Monday, July 23, 2012

Floating A Trial Balloon For The Worst Experiment In The History Of Science

According to the New York Times, two Harvard professors are working on a proposal for a small-scale experiment in geoengineering.  The professors, James G. Anderson, who works in atmospheric chemistry, and David W. Keith, whose field is applied physics, are proposing to send a small balloon aloft to release microscopic amounts of sulfate particles into the upper atmosphere to see how they react with naturally-occurring ozone and water vapor.  The researchers stress that the experiment will be small-scale and its effects highly-localized, or in Dr. Anderson's words: “this is an experiment that is completely nonintrusive.”
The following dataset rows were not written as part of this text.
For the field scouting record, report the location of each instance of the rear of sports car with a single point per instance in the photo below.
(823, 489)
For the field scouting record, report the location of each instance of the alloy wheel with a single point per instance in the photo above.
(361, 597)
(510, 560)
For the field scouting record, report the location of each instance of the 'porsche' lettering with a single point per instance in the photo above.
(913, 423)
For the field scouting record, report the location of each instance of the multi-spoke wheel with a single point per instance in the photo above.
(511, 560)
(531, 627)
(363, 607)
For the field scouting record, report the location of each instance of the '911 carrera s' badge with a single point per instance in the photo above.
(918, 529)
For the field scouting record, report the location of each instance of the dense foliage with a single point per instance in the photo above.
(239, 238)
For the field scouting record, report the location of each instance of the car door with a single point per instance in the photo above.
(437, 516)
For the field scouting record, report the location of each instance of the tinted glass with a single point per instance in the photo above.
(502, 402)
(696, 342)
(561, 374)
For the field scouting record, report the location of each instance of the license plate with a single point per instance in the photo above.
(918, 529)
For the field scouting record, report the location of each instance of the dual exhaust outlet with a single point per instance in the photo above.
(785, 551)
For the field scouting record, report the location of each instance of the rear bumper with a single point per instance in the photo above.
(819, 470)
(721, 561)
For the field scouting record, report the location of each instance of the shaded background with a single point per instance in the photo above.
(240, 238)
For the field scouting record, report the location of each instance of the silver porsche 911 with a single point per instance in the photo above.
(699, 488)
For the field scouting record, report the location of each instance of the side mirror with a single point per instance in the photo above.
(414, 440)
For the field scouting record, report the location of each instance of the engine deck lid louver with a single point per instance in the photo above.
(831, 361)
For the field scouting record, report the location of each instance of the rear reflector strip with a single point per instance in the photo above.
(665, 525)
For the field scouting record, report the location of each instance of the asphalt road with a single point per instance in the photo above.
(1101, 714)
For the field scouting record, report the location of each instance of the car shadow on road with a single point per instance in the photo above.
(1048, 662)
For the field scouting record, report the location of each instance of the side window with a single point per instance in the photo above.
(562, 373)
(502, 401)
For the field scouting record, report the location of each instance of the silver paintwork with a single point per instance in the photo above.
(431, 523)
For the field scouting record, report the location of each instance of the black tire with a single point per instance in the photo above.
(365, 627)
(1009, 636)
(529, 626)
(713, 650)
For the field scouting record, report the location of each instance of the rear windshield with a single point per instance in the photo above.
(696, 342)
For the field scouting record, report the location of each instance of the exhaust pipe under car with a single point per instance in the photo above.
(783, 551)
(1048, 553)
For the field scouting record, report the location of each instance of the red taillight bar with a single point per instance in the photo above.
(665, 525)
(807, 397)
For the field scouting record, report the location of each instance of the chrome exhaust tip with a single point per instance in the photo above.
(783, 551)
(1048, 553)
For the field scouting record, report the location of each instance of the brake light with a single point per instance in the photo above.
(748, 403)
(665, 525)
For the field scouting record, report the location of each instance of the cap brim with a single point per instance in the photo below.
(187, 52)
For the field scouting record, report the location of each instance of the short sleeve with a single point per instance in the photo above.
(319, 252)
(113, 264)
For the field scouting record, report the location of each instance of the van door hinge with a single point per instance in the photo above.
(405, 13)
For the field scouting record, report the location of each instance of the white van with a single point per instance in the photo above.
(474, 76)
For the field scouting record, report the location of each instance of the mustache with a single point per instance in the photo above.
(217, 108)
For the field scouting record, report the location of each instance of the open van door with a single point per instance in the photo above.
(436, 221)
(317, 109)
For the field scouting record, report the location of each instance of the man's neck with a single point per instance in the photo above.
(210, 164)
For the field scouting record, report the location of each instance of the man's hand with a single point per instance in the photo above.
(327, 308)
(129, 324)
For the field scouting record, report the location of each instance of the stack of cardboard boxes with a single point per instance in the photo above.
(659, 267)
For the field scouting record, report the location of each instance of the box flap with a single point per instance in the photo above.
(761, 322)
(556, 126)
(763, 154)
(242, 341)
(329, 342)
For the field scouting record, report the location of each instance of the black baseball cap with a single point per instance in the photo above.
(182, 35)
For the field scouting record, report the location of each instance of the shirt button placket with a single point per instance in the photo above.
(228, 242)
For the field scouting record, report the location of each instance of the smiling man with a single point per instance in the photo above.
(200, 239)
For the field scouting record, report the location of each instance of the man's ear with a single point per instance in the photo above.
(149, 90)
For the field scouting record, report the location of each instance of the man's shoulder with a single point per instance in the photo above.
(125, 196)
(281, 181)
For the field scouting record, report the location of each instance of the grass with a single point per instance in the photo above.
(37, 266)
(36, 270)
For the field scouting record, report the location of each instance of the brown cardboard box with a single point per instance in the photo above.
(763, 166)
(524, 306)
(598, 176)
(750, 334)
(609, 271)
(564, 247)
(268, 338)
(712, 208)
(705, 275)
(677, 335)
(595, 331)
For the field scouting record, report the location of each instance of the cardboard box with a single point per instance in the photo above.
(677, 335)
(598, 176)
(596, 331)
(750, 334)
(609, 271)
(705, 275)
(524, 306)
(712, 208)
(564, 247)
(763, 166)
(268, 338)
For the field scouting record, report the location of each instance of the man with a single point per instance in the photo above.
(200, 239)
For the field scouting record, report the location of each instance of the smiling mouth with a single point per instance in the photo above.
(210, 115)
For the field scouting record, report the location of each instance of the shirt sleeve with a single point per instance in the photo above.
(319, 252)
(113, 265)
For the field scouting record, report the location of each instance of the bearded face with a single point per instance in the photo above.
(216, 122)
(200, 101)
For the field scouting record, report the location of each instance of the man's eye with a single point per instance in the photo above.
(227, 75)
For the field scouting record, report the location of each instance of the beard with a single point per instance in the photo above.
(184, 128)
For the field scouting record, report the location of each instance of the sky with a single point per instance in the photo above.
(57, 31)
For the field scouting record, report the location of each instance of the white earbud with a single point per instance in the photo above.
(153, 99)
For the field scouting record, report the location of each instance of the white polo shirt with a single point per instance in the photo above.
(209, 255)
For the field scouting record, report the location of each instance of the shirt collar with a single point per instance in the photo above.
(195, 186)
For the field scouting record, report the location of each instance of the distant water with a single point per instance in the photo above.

The good professors are laying on the qualifiers because the field of geoengineering aims to do nothing less than to change the climate of the entire Earth in an attempt to stave off the negative effects of global warming.  As we discussed earlier, geoengineering is basically an attempt to hack the climate.  Based on observations that volcanic eruptions can have a temporary cooling affect on global temperatures as volcanic dust shot high into the atmosphere reflects some of the sunlight falling on Earth back into space, geoengineerers proposed shooting massive amounts of sulfate particles into the upper atmosphere to reflect a portion of the sunlight on a global scale. The idea is that if the amount of sunlight hitting the Earth's surface is reduced, the resulting drop in temperature will offset the global rise in temperature due to the growing amounts of greenhouse gases in the atmosphere, which prevent heat from naturally radiating off into space.

Sounds simple, even logical, right? Sure, except for the fact that it is the worst idea in the history of mankind.  Geoengineering has a few flaws. For one, there's the matter of this slight potential side effect: a permanent whitening of the skies.  Those particles meant to reflect some of the sunlight, also will likely diffuse it, meaning the sky will take on a white, washed-out appearance; in other words, so long blue skies... An even bigger problem is that once you start geoenginnering in a large scale, you can never, ever stop.

The reason is simple: geoengineering doesn't reduce the amount of heat-trapping greenhouse gases being pumped into the atmosphere, it just tries to offset this gain with a corresponding reduction in temperature on the other side.  Those sulfate particles will eventually settle out of the atmosphere, meaning more will continuously have to be pumped in to take their place.  Stop pumping and the cooling side of the geoengineering equation goes away, leaving you with a runaway greenhouse effect that will cause global temperatures to spike upward.

Unfortunately, this crackpot idea has attracted the backing of some serious (and seriously rich) people like Bill Gates and Richard Branson.   But let's remember we've gotten ourselves in this greenhouse gas mess by pumping a lot of things into the atmosphere that shouldn't be there, pumping more things in at this point seems like a pretty bad idea.